3402 sayılı Kadastro Kanunu'nun 14 üncü, 16 ncı, 17 ve 20 nci maddeleri,
3. Değerlendirme
1.Bölge adliye mahkemelerinin nihai kararlarının bozulması 6100 sayılı Kanun'un 371 inci maddesinde yer alan sebeplerden birinin varlığı hâlinde mümkündür.
2.Mardin ili, .... ilçesi, ... Mahallesinde 2011 yılında yapılan kadastro çalışmaları sonucunda 128 ada 11 parsel sayılı 2.463,53 m² yüz ölçümlü taşınmaz, 07.08.1984 tarihli ve 14 sıra numaralı tapu kaydı nedeniyle arsa vasfı ile Hazine adına tespit ve tescil edilmiştir.

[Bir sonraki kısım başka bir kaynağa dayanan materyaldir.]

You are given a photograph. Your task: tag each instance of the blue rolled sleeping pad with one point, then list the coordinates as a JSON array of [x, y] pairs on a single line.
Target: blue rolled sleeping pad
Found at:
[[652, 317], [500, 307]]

3.Temyizen incelenen karar, tarafların karşılıklı iddia ve savunmalarına, dayandıkları belgelere, uyuşmazlığa uygulanması gereken hukuk kuralları ile hukuki ilişkinin nitelendirilmesine, dava şartlarına, yargılama ve ispat kuralları ile kararda belirtilen gerekçelere göre usul ve kanuna uygun olup davacının temyiz dilekçesinde ileri sürülen nedenler kararın bozulmasını gerektirecek nitelikte görülmemiştir.
VI. KARAR
Açıklanan sebeplerle;
Davacının temyiz itirazının reddi ile temyiz olunan Bölge Adliye Mahkemesi kararının HMK'nın 370 inci maddesinin birinci fıkrası uyarınca ONANMASINA,
Aşağıda yazılı 346,90 TL bakiye onama harcının temyiz eden davacıdan alınmasına,
Dosyanın İlk Derece Mahkemesine, kararın bir örneğinin Bölge Adliye Mahkemesine gönderilmesine,27.02.2024 tarihinde kesin olarak oy birliğiyle karar verildi.